Et "Vahaa" a disjoncté...

Auteur d’un coup de coude inutile et violent, le deuxième ligne clermontois a écopé d’un carton rouge. Et plombé le match de son équipe.

Il n’y a pas eu grand doute, quand les écrans géants du stade ont diffusé les images. Au premier visionnage, on serre les dents devant la violence du coup infligé au visage de Aaron Wainwright. Au second, on revient sur terre : le revers du coude de Sébastien Vahaamahina vient heurter directement le menton du troisième ligne gallois.
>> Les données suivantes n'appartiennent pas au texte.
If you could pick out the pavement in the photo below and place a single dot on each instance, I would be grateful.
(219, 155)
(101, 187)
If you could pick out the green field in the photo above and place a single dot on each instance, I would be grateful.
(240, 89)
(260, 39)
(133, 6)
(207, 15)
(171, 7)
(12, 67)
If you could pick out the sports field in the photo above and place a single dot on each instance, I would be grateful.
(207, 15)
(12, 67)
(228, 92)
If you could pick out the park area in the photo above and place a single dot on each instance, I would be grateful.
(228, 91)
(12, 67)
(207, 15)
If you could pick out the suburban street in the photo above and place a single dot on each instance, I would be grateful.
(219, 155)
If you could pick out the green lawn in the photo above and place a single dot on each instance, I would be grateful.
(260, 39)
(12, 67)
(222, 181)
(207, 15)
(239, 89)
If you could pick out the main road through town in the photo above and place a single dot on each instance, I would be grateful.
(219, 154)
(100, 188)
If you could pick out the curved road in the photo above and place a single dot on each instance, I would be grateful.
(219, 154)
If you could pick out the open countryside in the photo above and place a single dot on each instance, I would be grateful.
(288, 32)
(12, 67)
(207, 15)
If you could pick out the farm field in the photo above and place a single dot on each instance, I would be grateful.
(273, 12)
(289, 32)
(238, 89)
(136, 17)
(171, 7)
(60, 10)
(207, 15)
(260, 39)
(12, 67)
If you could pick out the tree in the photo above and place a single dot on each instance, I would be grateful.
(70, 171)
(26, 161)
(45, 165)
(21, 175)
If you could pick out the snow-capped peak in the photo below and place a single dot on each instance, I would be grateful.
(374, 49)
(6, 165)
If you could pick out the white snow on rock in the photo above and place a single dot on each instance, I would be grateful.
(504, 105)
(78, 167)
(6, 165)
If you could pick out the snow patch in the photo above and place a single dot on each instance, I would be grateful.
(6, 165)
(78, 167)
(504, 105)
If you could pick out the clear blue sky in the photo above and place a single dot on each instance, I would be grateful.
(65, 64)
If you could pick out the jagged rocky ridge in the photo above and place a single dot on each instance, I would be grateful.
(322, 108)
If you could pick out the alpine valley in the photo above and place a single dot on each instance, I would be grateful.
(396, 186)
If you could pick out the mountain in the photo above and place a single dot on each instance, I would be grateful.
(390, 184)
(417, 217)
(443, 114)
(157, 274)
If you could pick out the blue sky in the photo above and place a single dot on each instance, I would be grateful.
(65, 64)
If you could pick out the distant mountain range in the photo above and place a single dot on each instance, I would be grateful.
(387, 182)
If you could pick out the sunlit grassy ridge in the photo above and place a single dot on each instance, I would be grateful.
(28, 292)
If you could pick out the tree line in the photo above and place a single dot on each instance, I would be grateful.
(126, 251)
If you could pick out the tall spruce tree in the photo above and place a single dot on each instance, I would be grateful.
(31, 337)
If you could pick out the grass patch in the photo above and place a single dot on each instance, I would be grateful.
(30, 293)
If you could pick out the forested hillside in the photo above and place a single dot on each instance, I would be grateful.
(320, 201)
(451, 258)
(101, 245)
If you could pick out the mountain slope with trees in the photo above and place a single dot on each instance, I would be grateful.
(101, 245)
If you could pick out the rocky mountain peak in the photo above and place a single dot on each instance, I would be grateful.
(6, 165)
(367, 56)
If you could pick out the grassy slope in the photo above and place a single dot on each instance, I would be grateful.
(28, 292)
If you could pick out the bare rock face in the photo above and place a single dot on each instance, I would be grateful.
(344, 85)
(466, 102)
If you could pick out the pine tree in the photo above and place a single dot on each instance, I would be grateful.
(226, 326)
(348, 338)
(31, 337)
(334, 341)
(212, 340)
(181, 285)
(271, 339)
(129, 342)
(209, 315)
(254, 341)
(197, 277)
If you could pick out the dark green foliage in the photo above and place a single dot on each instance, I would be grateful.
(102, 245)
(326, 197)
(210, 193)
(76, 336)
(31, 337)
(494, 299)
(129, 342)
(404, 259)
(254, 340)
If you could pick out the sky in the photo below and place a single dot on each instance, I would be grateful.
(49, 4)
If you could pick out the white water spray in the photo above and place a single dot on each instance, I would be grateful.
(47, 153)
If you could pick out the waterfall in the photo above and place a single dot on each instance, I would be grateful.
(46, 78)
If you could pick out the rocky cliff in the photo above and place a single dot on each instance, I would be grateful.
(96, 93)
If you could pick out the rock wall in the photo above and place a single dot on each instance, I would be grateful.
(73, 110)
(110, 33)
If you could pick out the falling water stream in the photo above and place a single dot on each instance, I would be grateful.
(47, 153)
Pas de doute, c’est carton rouge.

Ce geste a-t-il pesé lourd dans la défaite des Bleus ? Bien sûr. Dominateurs jusque-là, ils perdaient de leur marge. Pour autant, ils n’ont pas sombré. "Même après le rouge, on a réussi à adapter notre stratégie. On a un peu moins été dans les rucks, on a réussi à les enfermer chez eux. À la 72e minute, on est encore sur leur ligne, donc ce n’est pas forcément le virage", jure à ce propos le vice-capitaine Jefferson Poirot. Tous ne partagent pas son avis. Louis Picamoles confirmait lui que "jouer trente minutes à quatorze face à une équipe comme le pays de Galles, ce n’est pas évident. Surtout qu’au moment du carton rouge, on est dans une position de marque. Le match aurait été différent. C’est sûr que ça ne nous a pas aidés." Son entraîneur Jean-Baptiste Elissalde allait dans son sens : "C’est forcément le tournant du match. L’équipe prend un coup sur la tête. À partir de là, on subit un peu. On aurait aussi pu trouver d’autres ressources, peut-être plus stratégiques à certains moments."

Seulement son huitième carton en carrière

L’unanimité, finalement, s’est faite sur la personne. Si le geste est inexplicable et indéfendable, l’homme est en revanche défendu bec et ongles par ses coéquipiers. "Il a pété un plomb, voilà tout. Mais le groupe ne lui en veut absolument pas", promet son coéquipier Camille Lopez. Le Racingman Wenceslas Lauret semblait même attristé par la situation. "Il s’est excusé, il s’en veut. C’est dur pour lui. Il prend un rouge, on perd, c’est vraiment dur. C’est un excès de générosité." Une question reste : Vahaamahina est-il coutumier du fait ? Pas vraiment, en fait. En bientôt dix ans de carrière et plus de 200 matchs en pro, le Clermontois n’a écopé que de six cartons jaunes. Un total extrêmement faible, en considérant son poste. Une autre fois, il avait écopé d’un carton rouge. Mais ses "coups d’éclat" sont retentissants et marquent les esprits. À Agen, l’an dernier, il avait été exclu pour avoir donné un coup de poing au visage de Corentin Braendlin, avant d’adresser des doigts d’honneur au public lors de sa sortie du terrain. Autre fait marquant, même s’il n’est pas lié avec des problèmes d’indiscipline : en février dans le Tournoi des 6 Nations, sa passe sautée "suicide" avait terminé son vol dans les bras de George North. C’était face au pays de Galles, déjà. Et cela avait coûté la victoire aux Bleus.